Князю подали коня, и он в сопровождении свиты выехал в поле, на котором при свете факелов шла скорбная работа. Уцелевшие собирали убитых… Иных – дабы предать земле здесь же, немногих – дабы отвезти в родные отчины. Глядя на это горькое зрелище, Дмитрий Иванович спросил:
– Скольких воевод, скольких служилых людей лишились мы днесь?
Из темноты прозвучал негромкий ответ:
– Нет у нас, государь, сорока бояр московских, да двенадцати князей белозерских, да тринадцати бояр – посадников новгородских, да пятидесяти бояр Новгорода Нижнего, да сорока бояр серпуховских, да двадцати бояр переяславских, да двадцати пяти бояр костромских, да тридцати пяти бояр владимирских, да пятидесяти бояр суздальских, да сорока бояр муромских, да тридцати трех бояр ростовских, да двадцати бояр дмитровских, да семидесяти бояр можайских, да шестидесяти бояр звенигородских, да пятнадцати бояр угличских, да двадцати бояр галичских, а младшим дружинникам и счета нет; но только знаем: погибло у нас дружины всей двести пятьдесят тысяч и три тысячи, а осталось у нас дружины пятьдесят тысяч…
Князь спешился и, преклонив колени, воскликнул:
– Братья, русские сыны, князья, и бояре, и воеводы, и слуги боярские! Судил вам Господь Бог такою смертью умереть. Положили вы головы свои за святые церкви и за православное христианство!
Поднявшись, он пошел по славному и скорбному полю, прощаясь с теми, кто пал на его просторе за честь и славу родной земли и веры. Яков следовал за ним поодаль, про себя молясь об упокоении всех новопреставленных ратников.
Вот, черная гора показалась впереди – то было тело великана-батыря Челубея. С отвращением отшатнулся от страшной падали отрок. А, вот, и роща знакомая показалась. В ней собирался на подвиг Перествет, сюда и возвратился он, здесь и лежал теперь, а подле него – брат его названный, яковлев отец, Андрей Ослябя. С рыданиями упал отрок на грудь родителя, покрывая поцелуями скрещенные на ней руки.
Князь приблизился, сказал своим:
– Видите, братья, зачинателя своего, ибо этот Александр Пересвет, пособник наш, благословенный игуменом Сергием, и победил великого, сильного, злого татарина, от которого испили бы многие люди смертную чашу.
С этими словами Дмитрий Иванович подошел к Якову и отечески коснулся его плеча. Отрок утер слезы и поднялся.
– Это отец твой? – спросил князь.
Яков безмолвно кивнул.
– Ты сын славного и праведного воина. Я желаю, чтобы ты впредь служил мне.
Отрок поднял глаза на Дмитрия Ивановича и ответил с поклоном:
– Твоя воля – закон для меня, княже. Повелевай рабом своим.
Князь привлек Якова к груди, потрепал по голове:
– Не раб ты, чадо, но воин славный.
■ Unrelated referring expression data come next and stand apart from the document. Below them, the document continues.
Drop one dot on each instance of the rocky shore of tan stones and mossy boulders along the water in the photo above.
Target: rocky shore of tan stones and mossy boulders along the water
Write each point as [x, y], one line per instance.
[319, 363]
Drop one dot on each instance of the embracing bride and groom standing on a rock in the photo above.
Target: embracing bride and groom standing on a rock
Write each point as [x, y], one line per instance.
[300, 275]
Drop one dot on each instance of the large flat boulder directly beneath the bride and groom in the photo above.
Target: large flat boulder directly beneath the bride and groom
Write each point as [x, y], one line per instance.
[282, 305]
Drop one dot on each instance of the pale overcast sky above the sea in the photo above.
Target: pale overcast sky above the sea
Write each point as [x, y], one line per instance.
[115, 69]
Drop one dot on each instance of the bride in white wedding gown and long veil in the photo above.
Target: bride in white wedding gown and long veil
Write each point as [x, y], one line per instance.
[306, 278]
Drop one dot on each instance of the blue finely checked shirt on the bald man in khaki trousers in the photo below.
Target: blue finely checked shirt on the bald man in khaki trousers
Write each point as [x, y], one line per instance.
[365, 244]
Будь подобен своему отцу и тем услужишь мне! – взяв меч инока-воина Андрея Осляби, он подал его отроку: – Меч твоего отца отныне принадлежит тебе, чадо!
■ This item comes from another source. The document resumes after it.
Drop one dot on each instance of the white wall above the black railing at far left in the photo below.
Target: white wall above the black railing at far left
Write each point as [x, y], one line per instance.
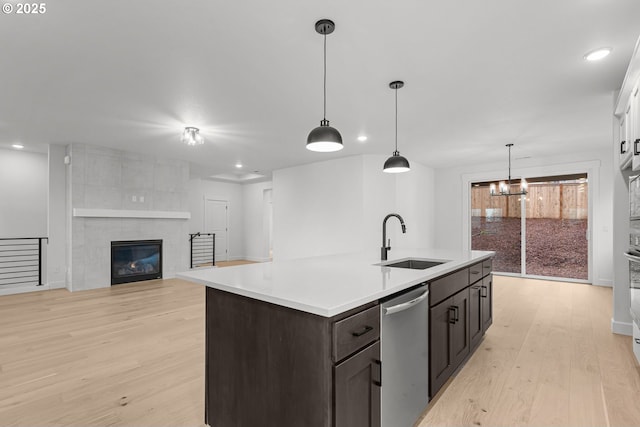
[23, 193]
Яков опустился на колени и с благоговением принял из рук князя меч. Тяжело было отцово наследие для неокрепших от ран сил, но отрок все же препоясался мечом и, отдав целование отцу и Пересвету, последовал за Дмитрием Ивановичем.
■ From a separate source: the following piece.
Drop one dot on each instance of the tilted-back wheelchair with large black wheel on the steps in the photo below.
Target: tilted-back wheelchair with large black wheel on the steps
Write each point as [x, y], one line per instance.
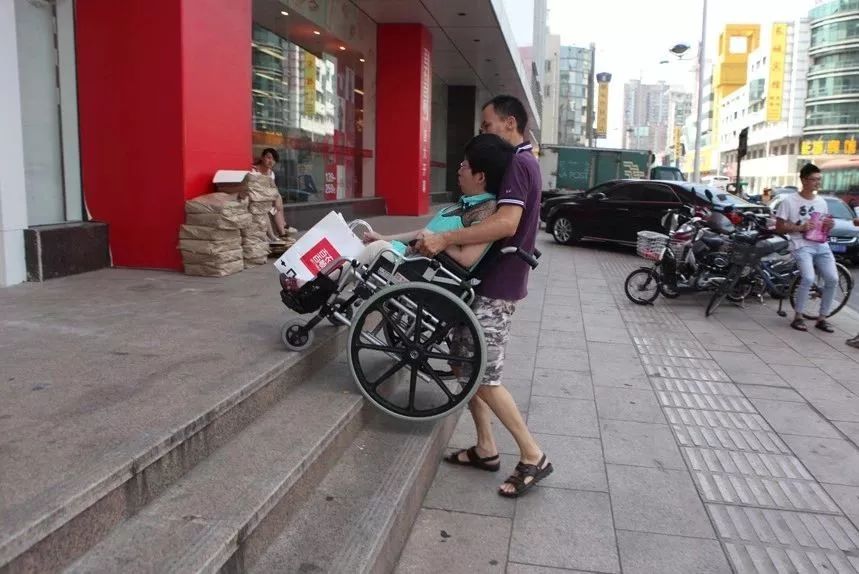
[415, 348]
Тот снова вскочил на коня и повелел трубить в сборные трубы, созывая людей. На трубный зов поднялись все, кто мог подняться, некоторых же вели под руки. Все стремились предстать пред очами своего вождя, услышать его слово. Огласили ночь многоголосые песнопения: богородичные, мученические, псалмы… Со всех концов Куликова поля стеклись храбрые ратники. И со слезами глядя на их столь поредевшие ряды, князь воскликнул:
– Слава тебе, высший Творец, Царь Небесный, милостивый Спас, что помиловал нас, грешных, не отдал в руки врагов наших, поганых сыроядцев. А вам, братья, князья, и бояре, и воеводы, и младшая дружина, русские сыны, суждено место между Доном и Непрядвой, на поле Куликове, на речке Непрядве. Положили вы головы свои за землю Русскую, за веру христианскую. Простите меня, братья, и благословите в сей жизни и в будущей! Ныне похороним братьев наших, чтобы не достались честные тела их дикому зверю и отправимся к славному граду Москве, вернемся в свои вотчины и дедины: чести мы себе добыли и славного имени!